Wrapping up a slow lunch hour at their Mexican restaurant in Belvidere’s quaint downtown, siblings Victor Hernandez Jr. and Iveeth Dominguez worried about losing their weekly lunch order from the factory. Every Friday they would deliver $500 or $600 worth of burritos to the plant: a good chunk of their revenue. Autoworkers have also been regular visitors to the restaurant, El Molcajete, since their father opened it in 1994.

Victor said their cousin worked at the auto factory until the last round of downsizing, when he got transferred to Detroit. He left his family behind at their house in Belvidere so his kids could stay in school, and he rents an apartment in Detroit.

“I think that’s what a lot of people are doing. They still have their family here because this is where they grew up, this is where they are based. And then they’re renting and they come back and forth,” he said. The factory closing didn’t just eliminate jobs, Victor added. “They’re also taking the people away.”

Around the corner at Buchanan Street Pub, bartender Toni Stumpf said she recently got a second job in a town half an hour away because business has slowed to a crawl in Belvidere. Lately she’s been earning $60 to $80 in tips from an 11 a.m.-to-7 p.m. shift compared with $1oo to $200 in better times.

Her usual customers “don’t have that spending money,” she said. “They’ve got enough money from unemployment to pay their bills, hopefully, you know, but they don’t have fun money.”

Across the street from a giant mural of Belvidere’s most famous daughter, the Chicago architect and MacArthur Fellow Jeanne Gang, a local barbershop stood empty on a recent afternoon. Owner James Emanuel said the town has other employers to fall back on, including General Mills, which manufactures granola bars and other foods in Belvidere and recently opened a giant distribution center.

Still, the Stellantis shutdown is “definitely going to have an effect on the community, and not just Belvidere,” he said. “It’s going to be Rockford. It’s going to be southern Wisconsin.”

After days of back-to-back meetings with union members, Kevin Logan, president of UAW Local 1268, spoke with The Washington Post about the shutdown and the “mixed emotions” he has about the electric transition.

“We’ve got to do something to reduce the emissions and everything for the environment,” he said from the empty union hall as night fell outside. But the job losses worry him, along with the lack of charging infrastructure. “I wish that we would, as a company or as a country, slowly go into it. … I just think it’s happening so quickly.”

Logan, who worked at the factory for more than 10 years before switching to union work, said he plans to pursue early retirement to keep his family rooted in the Belvidere area. But for the past several days he’d heard story after story of workers who faced tougher decisions — spouses who didn’t know whether they could get transferred to the same city, parents worried about leaving high school kids behind in Belvidere, and workers who are caring for an elderly parent.
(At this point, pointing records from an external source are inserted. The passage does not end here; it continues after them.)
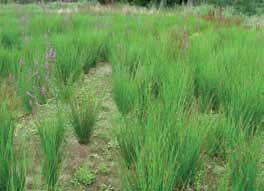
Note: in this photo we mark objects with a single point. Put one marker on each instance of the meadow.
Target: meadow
(130, 99)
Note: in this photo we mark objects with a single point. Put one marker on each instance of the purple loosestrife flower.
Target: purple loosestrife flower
(21, 62)
(185, 40)
(43, 91)
(51, 54)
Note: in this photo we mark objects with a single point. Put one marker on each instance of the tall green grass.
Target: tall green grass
(52, 135)
(12, 161)
(83, 117)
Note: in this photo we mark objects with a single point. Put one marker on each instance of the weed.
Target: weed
(84, 176)
(51, 133)
(83, 117)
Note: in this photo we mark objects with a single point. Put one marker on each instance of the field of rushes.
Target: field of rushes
(189, 91)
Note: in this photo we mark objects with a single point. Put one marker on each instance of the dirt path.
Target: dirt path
(100, 155)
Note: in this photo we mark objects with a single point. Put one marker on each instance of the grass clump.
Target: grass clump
(245, 166)
(84, 176)
(83, 117)
(12, 162)
(51, 132)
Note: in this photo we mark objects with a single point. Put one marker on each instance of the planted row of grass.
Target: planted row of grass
(153, 91)
(160, 72)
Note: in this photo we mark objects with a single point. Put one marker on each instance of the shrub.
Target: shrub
(83, 117)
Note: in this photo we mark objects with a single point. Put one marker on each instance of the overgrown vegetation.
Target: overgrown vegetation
(188, 88)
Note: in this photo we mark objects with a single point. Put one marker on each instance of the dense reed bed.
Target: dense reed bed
(189, 93)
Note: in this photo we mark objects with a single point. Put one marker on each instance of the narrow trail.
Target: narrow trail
(100, 155)
(101, 152)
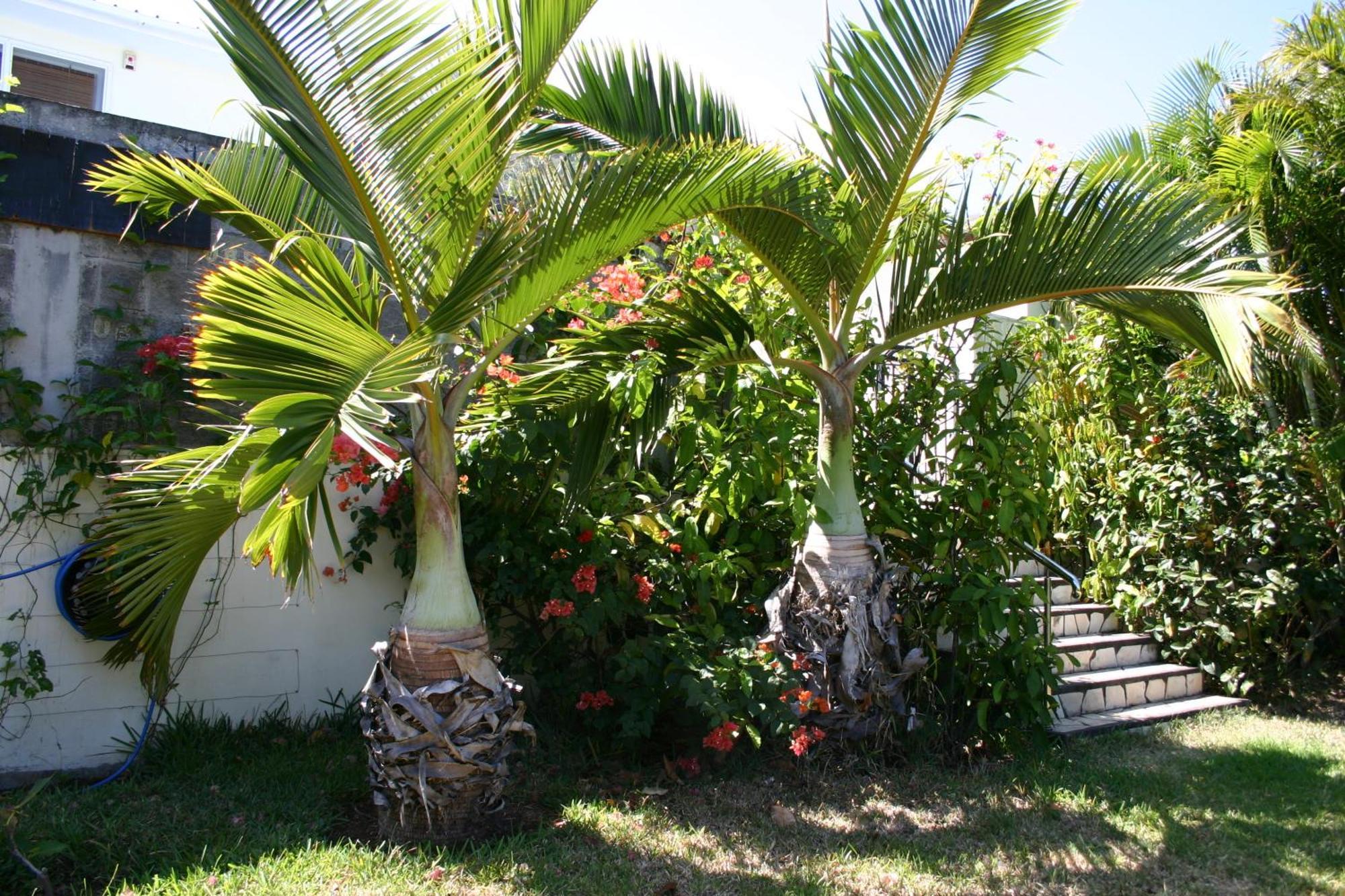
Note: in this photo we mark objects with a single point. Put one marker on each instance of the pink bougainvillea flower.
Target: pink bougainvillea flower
(558, 610)
(345, 450)
(586, 579)
(723, 737)
(501, 370)
(619, 283)
(805, 736)
(595, 700)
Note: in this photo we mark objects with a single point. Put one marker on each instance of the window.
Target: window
(57, 80)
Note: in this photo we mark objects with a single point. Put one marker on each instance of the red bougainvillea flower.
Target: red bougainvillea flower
(629, 315)
(689, 766)
(501, 370)
(595, 700)
(804, 737)
(619, 283)
(723, 737)
(586, 579)
(558, 610)
(177, 348)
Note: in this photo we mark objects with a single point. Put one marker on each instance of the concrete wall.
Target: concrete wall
(259, 649)
(182, 77)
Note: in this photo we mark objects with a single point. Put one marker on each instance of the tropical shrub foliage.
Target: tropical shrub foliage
(961, 528)
(644, 623)
(1202, 516)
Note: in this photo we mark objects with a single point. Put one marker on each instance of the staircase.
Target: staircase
(1113, 678)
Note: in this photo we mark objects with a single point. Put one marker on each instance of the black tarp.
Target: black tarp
(45, 185)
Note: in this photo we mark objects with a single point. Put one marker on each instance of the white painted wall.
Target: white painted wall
(262, 650)
(182, 77)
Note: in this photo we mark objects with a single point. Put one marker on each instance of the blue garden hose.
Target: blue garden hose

He also worries about the town’s tax base and ability to maintain services.

“Is the school going to start laying off teachers? You know, enrollment is probably going to go down in schools if people are moving away,” he said. “Could that be a trickledown where police start laying people off? And then does crime pick back up? It’s just a ripple effect throughout the whole community and it’s going to devastate this area.”